Fue en el colegio, en sexto curso de primaria, cuando conoció a Patrick Sthendall. Los demás niños del Husson también la tenían tomada con él, pero de diferente manera. De Patrick se hablaba a sus espaldas, nunca a la cara. Según se decía, era hijo de un asesino que cumplía condena en la penitenciaría de Portland, cadena perpetua por doble asesinato. Su madre, Patricia Sthendall (aún conservaba el apellido de casada), trabajaba en la pequeña tienda de alimentación del padre de Gordie ―también se decía que el padre de Gordie se la tiraba en la parte trasera de la tienda aprovechando los viajes de la señora Gordie a la capital― cuando aquello todavía no era un supermercado.

La primera vez que Peter y Patrick se dirigieron la palabra fue el día de Halloween.

El día de los muertos.
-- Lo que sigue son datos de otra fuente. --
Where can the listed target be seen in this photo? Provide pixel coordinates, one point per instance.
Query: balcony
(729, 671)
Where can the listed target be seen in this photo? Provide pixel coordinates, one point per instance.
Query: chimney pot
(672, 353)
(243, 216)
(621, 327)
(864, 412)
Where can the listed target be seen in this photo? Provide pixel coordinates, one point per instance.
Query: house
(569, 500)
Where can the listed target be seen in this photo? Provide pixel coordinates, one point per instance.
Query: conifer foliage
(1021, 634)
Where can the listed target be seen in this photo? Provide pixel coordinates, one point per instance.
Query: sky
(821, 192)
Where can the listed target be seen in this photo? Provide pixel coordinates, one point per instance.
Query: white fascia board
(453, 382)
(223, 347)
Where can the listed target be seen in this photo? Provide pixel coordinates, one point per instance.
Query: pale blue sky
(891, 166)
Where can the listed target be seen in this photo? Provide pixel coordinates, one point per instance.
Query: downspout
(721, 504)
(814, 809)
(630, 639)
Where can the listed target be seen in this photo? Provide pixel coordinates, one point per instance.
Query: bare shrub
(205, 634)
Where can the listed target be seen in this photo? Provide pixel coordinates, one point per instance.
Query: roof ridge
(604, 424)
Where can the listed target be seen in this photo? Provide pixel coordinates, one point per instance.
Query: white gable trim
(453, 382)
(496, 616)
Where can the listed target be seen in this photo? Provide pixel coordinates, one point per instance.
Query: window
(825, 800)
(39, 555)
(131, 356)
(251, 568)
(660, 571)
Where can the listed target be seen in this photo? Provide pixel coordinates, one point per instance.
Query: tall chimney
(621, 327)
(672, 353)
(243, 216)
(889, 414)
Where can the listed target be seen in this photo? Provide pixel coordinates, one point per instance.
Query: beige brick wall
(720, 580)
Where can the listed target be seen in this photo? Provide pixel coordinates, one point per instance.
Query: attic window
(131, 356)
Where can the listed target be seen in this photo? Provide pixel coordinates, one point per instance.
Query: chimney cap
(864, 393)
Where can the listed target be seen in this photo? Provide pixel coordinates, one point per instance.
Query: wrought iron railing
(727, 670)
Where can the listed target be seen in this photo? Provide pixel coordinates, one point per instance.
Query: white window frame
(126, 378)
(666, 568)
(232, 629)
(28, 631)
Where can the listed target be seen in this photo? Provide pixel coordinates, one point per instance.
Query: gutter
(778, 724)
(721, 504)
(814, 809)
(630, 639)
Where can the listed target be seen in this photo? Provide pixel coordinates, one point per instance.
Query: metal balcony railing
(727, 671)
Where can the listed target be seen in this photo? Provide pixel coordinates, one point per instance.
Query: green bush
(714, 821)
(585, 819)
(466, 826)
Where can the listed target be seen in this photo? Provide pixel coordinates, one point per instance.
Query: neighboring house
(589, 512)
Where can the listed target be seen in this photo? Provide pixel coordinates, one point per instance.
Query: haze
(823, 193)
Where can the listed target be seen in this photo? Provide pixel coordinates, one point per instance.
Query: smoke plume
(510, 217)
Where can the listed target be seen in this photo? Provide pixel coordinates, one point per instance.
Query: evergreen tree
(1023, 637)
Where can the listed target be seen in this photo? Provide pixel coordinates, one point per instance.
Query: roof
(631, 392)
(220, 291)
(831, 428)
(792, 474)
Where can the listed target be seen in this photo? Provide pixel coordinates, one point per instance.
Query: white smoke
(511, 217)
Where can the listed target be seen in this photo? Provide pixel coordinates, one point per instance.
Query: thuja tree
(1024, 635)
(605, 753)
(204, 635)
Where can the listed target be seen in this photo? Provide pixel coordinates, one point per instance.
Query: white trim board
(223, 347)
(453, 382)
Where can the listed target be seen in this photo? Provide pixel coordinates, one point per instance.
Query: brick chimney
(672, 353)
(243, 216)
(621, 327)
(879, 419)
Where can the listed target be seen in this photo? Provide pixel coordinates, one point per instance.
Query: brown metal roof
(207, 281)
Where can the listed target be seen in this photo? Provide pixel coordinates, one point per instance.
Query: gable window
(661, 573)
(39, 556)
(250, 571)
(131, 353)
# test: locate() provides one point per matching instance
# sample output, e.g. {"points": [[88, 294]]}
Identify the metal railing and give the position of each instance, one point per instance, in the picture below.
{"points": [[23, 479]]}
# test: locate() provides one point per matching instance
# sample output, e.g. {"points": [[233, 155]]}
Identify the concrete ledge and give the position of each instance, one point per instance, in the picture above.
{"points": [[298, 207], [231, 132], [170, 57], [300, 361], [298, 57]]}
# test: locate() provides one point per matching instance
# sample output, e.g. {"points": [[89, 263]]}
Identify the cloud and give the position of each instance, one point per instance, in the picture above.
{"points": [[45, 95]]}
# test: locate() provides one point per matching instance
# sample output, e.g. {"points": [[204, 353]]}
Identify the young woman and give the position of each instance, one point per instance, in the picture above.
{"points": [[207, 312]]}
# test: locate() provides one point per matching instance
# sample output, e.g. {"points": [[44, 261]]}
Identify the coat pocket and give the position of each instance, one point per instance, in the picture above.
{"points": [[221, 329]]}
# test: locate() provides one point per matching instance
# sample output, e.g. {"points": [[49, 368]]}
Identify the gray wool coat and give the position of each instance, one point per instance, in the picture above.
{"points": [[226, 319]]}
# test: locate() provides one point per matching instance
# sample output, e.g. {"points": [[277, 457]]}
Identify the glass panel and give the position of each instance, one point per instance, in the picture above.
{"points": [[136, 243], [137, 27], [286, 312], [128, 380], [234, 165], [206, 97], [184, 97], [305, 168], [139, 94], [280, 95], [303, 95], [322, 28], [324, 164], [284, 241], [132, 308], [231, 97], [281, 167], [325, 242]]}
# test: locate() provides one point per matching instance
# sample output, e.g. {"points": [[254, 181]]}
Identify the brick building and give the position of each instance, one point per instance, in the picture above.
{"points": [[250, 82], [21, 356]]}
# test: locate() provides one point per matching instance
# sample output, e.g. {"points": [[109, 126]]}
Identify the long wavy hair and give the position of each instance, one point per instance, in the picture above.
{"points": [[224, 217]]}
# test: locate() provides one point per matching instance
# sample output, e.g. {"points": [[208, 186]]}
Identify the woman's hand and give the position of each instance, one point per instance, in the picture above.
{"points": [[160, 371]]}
La noche en la que los espíritus volvían para amedrentar a los vivos.

Todos en el colegio se preparaban para celebrar la fiesta cosiendo disfraces, pintando caretas o vaciando el interior de las calabazas. Los niños reían, los profesores reñían, pero Peter estaba enfadado, y mucho. Quería disfrazarse de zombi, pero la profesora le obligó a prepararse un traje de Peter Pan.

―¿Tú eres polaco? ―le preguntaron a su espalda.

Cuando se giró, se encontró de frente al repetidor oficial de curso de aquel año, un Patrick alto, que ya lucía una melena leonina castaña y unos ojos grises que volverían loca a más de una chica en años venideros.

Un Patrick al que todo el mundo respetaba.

―¿Y tú eres un asesino como tu padre? ―le espetó Peter sin pensarlo dos veces.

Patrick abrió los ojos desmesuradamente mientras propinaba un puñetazo en la nariz del renegado Peter Pan. Luego se le echó encima, pero una patada en los huevos le detuvo y cayó de lado al suelo agarrándoselos y aullando, presa de un dolor que no había sentido hasta entonces.